Answer

First recall what the terms mean. Brownian motion is a stochastic process (set of random variables indexed by time) that starts at 0, has memoryless and Gaussian, 0-centered increments whose variance is the time difference. Mathematically, for any times $s \gt t$ and assuming level of information (filtration) $F_t$: $$B_0=0$$ $$B_s-B_t \sim N(0, s-t)$$ $$B_s-B_t \perp F_t$$

What about a martingale? Martingales are stochastic processes which are knowable at time $t$ (i.e. process $X_t$ is known / measurable at time t, no longer random), and best guess for their tomorrow's value given knowledge up to today, is today's value. Mathematically, assuming level of information (filtration) $F_t$ and times $s\gt t$: $$B_t \text{is adapted (measurable) t}F_t$$ $$E(B_s|F_t) = B_t$$Now knowing that $B_t$ is both a Brownian motion and a martingale, how can we show that $B_t^2-t$ is also a martingale? Well to show it's a martingale, we need to first see if it's measurable at $F_t$. Since $B_t$ is measurable at $F_t$ (it's first martingale property), then so is $B_t^2$ (if you know $B_t$ you also know $B_t^2$). And the time index $t$ is simply an index, so measurable too. First property is therefore satisfied: $B_t^2-t$ is adapted to $F_t$

For second property we must check that $E(B_s^2-s|F_t) = B_t^2-t$ for some times $s \gt t$. To do this, we'll have to somehow take advantage of the fact that $B_t$ is a brownian motion. All its properties are to do with increments though, so let's try to get an increment $B_s-B_t$ into our expression, by rewriting: $$E(B_s^2-s|F_t) = E((B_s-B_t+B_t)^2 - s + t - t|F_t)$$We've simply added and substracted $B_t$ and $t$. We can expand the square to:$$E((B_s-B_t)^2 + B_t^2 + 2B_t(B_s-B_t) -s + s -t |F_t)$$Since expectation is additive, we can further separate this to: $$E((B_s-B_t)^2|F_t) + E(B_t^2 -t|F_t) + 2E(B_t(B_s-B_t)|F_t) + E(t-s|F_t)$$Now we know the first term is expectation of a squared $N(0,s-t$ variable by second property of Brownian motion. Because the increment $B_s-B_t$ has expectation 0, the first term is simply equal to its variance (recall $Var(X) = E(X^2) - E(X)^2$ - in our case last term is 0). So first term is the variance of a $N(0, s-t$ variable, which is simply $s-t$.
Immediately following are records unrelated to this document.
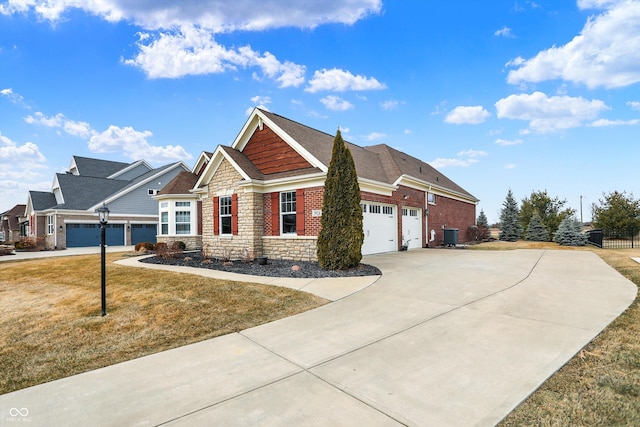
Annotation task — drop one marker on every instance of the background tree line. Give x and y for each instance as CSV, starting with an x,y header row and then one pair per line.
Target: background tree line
x,y
541,217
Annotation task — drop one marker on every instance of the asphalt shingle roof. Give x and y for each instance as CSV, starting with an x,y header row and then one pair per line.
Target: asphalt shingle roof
x,y
42,200
379,162
96,167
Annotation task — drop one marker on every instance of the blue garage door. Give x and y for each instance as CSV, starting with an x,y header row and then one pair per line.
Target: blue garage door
x,y
82,235
143,233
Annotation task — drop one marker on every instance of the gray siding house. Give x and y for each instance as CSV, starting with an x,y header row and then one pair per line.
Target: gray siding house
x,y
65,216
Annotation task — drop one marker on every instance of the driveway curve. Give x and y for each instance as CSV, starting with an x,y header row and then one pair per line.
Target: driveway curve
x,y
444,337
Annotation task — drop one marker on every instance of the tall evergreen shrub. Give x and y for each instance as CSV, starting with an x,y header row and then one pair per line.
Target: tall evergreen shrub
x,y
510,228
340,239
570,233
536,231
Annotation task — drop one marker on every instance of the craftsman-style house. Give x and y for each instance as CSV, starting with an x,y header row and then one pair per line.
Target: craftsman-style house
x,y
263,195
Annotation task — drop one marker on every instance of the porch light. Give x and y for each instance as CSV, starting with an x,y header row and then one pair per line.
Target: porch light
x,y
103,214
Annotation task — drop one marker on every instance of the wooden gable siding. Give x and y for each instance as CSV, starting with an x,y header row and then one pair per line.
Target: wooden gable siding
x,y
271,154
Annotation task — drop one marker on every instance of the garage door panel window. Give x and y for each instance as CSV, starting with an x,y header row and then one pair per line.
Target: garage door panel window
x,y
183,222
288,212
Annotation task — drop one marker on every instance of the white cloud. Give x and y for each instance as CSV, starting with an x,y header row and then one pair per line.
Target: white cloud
x,y
193,51
336,103
12,154
609,123
390,105
376,135
467,115
215,15
503,32
507,142
472,153
134,144
128,140
12,96
606,53
549,114
443,163
337,80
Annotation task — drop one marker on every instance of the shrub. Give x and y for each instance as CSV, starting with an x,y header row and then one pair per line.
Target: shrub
x,y
178,244
31,244
510,228
341,235
536,231
144,246
570,233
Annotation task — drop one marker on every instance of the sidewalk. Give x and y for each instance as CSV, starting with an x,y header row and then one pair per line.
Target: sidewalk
x,y
445,337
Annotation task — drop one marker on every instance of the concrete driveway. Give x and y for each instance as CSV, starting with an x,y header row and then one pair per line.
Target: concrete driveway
x,y
444,337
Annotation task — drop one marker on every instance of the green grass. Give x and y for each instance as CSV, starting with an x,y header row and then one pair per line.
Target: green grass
x,y
51,325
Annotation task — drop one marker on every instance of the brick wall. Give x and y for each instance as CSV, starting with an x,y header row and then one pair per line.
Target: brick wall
x,y
248,240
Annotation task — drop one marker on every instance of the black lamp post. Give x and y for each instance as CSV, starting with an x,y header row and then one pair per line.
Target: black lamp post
x,y
103,214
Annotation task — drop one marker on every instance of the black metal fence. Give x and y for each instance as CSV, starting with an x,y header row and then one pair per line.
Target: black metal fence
x,y
614,239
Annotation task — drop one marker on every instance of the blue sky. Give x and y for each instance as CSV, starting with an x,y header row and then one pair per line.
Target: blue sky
x,y
528,95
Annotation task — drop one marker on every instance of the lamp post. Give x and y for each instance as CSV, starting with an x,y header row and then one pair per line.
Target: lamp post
x,y
103,215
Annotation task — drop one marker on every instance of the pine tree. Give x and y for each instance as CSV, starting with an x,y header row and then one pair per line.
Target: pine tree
x,y
570,233
483,226
510,228
536,230
341,236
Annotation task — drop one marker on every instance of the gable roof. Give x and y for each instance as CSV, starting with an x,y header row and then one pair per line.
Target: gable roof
x,y
86,166
81,192
41,200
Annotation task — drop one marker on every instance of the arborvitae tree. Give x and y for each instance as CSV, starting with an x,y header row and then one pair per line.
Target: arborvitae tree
x,y
483,226
536,231
551,210
570,233
617,212
510,228
341,236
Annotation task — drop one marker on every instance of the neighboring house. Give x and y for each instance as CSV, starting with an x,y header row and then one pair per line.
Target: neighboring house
x,y
11,221
263,194
180,210
65,216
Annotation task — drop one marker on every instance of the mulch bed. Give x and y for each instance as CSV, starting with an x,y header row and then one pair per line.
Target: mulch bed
x,y
273,268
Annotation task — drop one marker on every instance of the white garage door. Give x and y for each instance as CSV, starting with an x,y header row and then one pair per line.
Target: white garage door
x,y
412,227
380,225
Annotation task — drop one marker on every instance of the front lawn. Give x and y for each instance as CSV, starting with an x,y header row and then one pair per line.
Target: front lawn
x,y
51,327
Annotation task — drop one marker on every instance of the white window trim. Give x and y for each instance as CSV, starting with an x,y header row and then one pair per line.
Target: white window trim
x,y
229,215
283,213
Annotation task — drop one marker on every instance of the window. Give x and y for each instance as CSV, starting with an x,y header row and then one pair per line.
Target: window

As for the second term, we already proved that $B_t^2-t$ is measurable (known) at time $t$, so it's no longer a random variable. This means we can safely remove the conditional expectation and end up with $B_t^2-t$.

Fourt term: recall the third property of Brownian motion, where increment is independent of what came before it. That means $B_s - B_t$ is independent of anything up to time $t$, including $B_t$. Now we know that expectation of a product of independent random variables is product of their expectations, so we can write $$2E(B_t(B_s-B_t)|F_t) = 2E(B_t|F_t)E(B_s-B_t|F_t)$$We've already seen the increment $B_s - B_t$ has expectation 0, so this whole term is 0.

As for the last term, this is simply a difference of time indices, which are constants, so last term is simply $t-s$. Bringing all the terms together: $$E(B_s^2-s|F_t) = s-t + B_t^2 - t+ 0 + t-s = B_t^2-t$$Which is exactly what we needed to show to prove that $B_t^2-t$ is a martingale.